OCR Software and Solution for Label Processing

Food Package Component Recognition System

Capture nutritional information from food packages with a mobile camera. This system recognizes and extracts nutrition data from an image, such as serving sizes, fat and calorie information, daily values, etc. This information can then be processed through special algorithms and make suggestions to health-conscious users on choosing the appropriate foods.

OCR Functions & Problems

OCR technology is an important part of food package component recognition system, which is mainly used to recognize characters for nutrition data analysis. Below is a summary of the most common problems we encountered during recognition:

  • It was difficult to control image acquisition physical environment, such as light, camera performance and shooting angle etc. It was difficult to maintain consistent image quality, which further declined recognition results.
  • Although the content on food package was relatively uniform, the different formats and background colors increased identification and extraction difficulty.
  • Because the food package component recognition system was run in a mobile environment, the client required high software speed. OCR, as one of the most important  functional module of this food package component recognition system, had to provide  the clients recogniton results at a much faster rate.
  • In order to improve ther recogniton accuracy rate, a post-processing algorithm needed to be added. For example, the value of percentage can’t exceed 100%. Recognition result made errors could result in incorrect nutrition suggestions.

Our Solution

  • Based on the above problems, we  customized our standard RTK based on our client’s  real world samples, and fully met our client’s needs.
  • With specific aim of working with images from camera, we developed a pre-processing module (threshold) to improve accuracy rate.
  • Gearing the engine to understand the food package component’s content features, we classified the samples by data and  developed a post-processing module to improve extracting efficiency.
  • To improve recognition speed, we simplified the recognition algorithms to save processing time.

Print Label Recognition

The client is a printer manufacturer who has approximately 200 customers. These customers are wholesalers or manufacturers, which provide products for retailers. When providing products to retailers, these customers need to print a large number of barcodes to paste on products. But in practice there is always a problem in which labels have printing errors, and retailers have to return the goods. This requires suppliers to confirm the correctness of labels when printing.

Printer Proofing Module

The printer test module is as an optional plug-in installed on a label printer. This plug-in is composed of a scanner and test system. After the label information is imported to the printer, the printer prints labels according to the information. Test module scans label for OCR recognition, compares the recognition results with print information to see whether there are errors.

OCR Functions & Problems

  • OCR is responsible for recognizing text information and comparing it with printer information.
  • Need to embed OCR on corresponding hardware platform
  • Barcode printer prints large volume of labels, so it requires fast OCR recognition speed
  • Accuracy rate required is high so as to judge whether label is incorrectly printed

Medical Insurance Company UB92 form, CMS1500 form

One of our clients is a global leading provider in the health care industry, providing information and care management products and services.

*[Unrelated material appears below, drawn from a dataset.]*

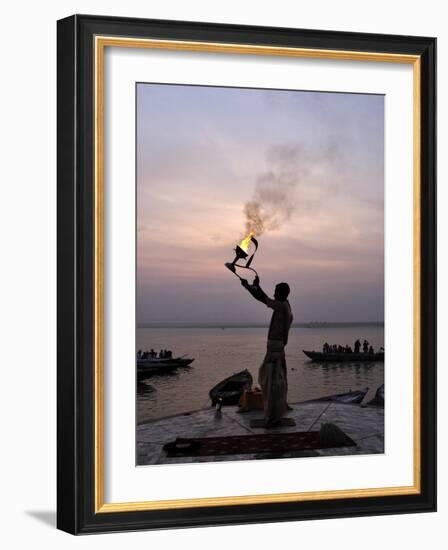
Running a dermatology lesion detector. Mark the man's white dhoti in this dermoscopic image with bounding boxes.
[258,340,288,423]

There are two main departments: the drug wholesale solutions sector (wholesale pharmaceuticals, health care, cosmetics, medical supplies and equipment) and the technical solutions sector (provides supply chain management for Pharma, internal medicine/external medicine, integrated distribution network, many hospitals and clinics). To reduce medical errors, such as providing incorrect prescriptions or drug interaction warnings, wrong dosages and expired drugs to patients, the FDA requires an identification of drug barcodes on the back label. It should include NDC, lot number and exp. date. For this request, the client intended to develop an OCR system (product) for doctors/pharmaceutical retailers.

OCR Functions & Problems

The problemsat hand included:

  • Complex background picture
  • Characters and background pictures were mixed
  • Different character colors
  • Characters were inclined and distorted
  • The recognized character regions were not fixed

Our Solution

Geared to address the above OCR problems, we developed a pre-processing module based on standard RTK resulting in an accuracy rate near 100%

  • Aiming to address the the different background and character colors, import image and then threshold
  • Aiming to address inclined characters and unfixed recognition region, we developed a rotation recognition function and recognized four directions, added a filer function to only export key information including lot number and expiration date.